Biofilm formation in probiotic cultures and its application in pharmacy
Ryšávka, Petr ; Obruča, Stanislav (referee) ; Vorlová, Lenka (referee) ; Márová, Ivana (advisor)
The work was comprehensively focused on the development of adhesive forms of probiotics in the form of a biofilm on combined carriers with a prebiotic component. The second part dealed with the influence of food on the multiplication and survival of selected types of probiotic bacteria. Subsequently, the effect of individualized probiotic supplements on changes in the human intestinal microbiome was monitored. Suitable adherent probiotic strains for biofilm formation were selected and tested. Methods have been introduced and different variants of carriers for culturing and binding bacteria have been tested. In vitro experiments verified the stability of biofilm stucture and its resistance to low pH, bile and antibiotics in comparison with the planktonic cell form. The antimicrobial effect of probiotic strains in the form of a biofilm was studied. The cultivation of the multispecies biofilm on the combined carrier was optimized and the stability of the biofilm and the final viability of probiotic bacteria were confirmed. Furthermore, the influence of various foods and beverages on the viability of probiotic bacteria was evaluated with emphasis on the simulation of passage through the gastrointestinal tract.
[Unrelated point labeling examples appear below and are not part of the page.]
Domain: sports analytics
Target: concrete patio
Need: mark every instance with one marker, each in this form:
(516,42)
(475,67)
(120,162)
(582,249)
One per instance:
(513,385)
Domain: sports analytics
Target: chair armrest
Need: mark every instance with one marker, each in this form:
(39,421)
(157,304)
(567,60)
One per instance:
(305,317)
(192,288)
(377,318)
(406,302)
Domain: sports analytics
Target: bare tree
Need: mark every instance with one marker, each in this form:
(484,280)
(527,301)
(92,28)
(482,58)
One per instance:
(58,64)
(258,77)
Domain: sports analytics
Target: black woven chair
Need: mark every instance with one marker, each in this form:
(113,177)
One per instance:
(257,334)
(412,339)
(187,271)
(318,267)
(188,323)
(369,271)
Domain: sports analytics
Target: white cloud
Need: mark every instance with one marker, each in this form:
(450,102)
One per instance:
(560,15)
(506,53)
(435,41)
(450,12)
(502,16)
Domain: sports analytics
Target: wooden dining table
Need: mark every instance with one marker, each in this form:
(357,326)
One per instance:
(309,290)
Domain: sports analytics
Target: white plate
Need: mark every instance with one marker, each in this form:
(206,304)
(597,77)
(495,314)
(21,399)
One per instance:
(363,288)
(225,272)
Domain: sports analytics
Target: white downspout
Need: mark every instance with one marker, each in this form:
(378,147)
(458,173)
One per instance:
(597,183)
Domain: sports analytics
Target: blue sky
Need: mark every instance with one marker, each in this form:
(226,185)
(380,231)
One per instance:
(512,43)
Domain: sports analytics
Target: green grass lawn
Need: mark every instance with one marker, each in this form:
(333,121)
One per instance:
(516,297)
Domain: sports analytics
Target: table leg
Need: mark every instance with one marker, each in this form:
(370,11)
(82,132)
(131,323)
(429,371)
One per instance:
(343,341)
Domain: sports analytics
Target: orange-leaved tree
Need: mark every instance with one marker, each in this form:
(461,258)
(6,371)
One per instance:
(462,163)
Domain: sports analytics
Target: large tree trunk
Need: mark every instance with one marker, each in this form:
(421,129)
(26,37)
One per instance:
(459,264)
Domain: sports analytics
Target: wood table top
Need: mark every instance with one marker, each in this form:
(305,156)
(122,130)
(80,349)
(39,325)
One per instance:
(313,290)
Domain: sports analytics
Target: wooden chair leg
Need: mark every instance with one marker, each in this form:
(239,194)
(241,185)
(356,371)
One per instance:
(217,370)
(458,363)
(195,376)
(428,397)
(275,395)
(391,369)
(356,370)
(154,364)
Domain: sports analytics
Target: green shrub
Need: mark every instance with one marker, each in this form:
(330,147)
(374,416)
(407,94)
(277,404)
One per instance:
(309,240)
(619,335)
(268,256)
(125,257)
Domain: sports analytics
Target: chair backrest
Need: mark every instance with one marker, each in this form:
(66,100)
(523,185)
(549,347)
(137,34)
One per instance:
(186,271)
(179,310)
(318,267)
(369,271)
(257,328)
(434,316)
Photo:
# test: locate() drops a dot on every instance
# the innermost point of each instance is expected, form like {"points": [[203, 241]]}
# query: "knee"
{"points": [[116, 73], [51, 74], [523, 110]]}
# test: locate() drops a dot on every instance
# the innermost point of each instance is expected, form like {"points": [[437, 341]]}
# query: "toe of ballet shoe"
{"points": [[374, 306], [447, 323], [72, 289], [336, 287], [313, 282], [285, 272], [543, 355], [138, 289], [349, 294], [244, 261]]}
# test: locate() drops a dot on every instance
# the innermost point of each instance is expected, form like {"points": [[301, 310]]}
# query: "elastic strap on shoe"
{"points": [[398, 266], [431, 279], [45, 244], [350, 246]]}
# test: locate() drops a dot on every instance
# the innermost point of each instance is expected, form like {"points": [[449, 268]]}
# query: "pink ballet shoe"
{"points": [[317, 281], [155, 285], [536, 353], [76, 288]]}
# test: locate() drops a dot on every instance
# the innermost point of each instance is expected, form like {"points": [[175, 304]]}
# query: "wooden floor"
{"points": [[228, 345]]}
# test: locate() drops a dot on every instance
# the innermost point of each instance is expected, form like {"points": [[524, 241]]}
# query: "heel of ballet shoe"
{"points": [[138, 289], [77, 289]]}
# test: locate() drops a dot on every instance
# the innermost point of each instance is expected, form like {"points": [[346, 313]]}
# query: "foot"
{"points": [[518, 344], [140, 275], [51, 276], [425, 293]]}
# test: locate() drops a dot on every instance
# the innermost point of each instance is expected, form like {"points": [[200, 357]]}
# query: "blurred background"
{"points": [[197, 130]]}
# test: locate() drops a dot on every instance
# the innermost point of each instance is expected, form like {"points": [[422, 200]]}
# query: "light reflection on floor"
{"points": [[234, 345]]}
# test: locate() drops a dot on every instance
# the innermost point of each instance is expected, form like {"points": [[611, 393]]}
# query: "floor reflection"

Both models, solutions with standardised concentrations of alcohol, sugar, salts, proteins or different pH and different types of real foods and beverages were tested. The effect of food and beverages was tested on monocultures of Lactobacillus acidophilus, Bifidobacterium breve and on probiotic capsules containing a mixed culture of probiotic microorganisms. The survival of probiotics in various food matrices in the simulated gastrointestinal tract was quantitatively different. We managed to define foods suitable for supporting the multiplication of probiotic bacteria. A separate part of the work was focused on the targeted modulation of the intestinal microbiome by individualized probiotics that were prepared on the basis of molecular biological analyzes of the intestinal microbiome aimed at detecting the percentage of lactobacilli, bifidobacteria and phylum Firmicutes and Bacteroidetes. Personalized probiotic supplementation confirmed the positive effect of this approach on microbiome changes, especially on the increase of the content of lactobacilli, bifidobacteria and the overall diversity of the microbiome.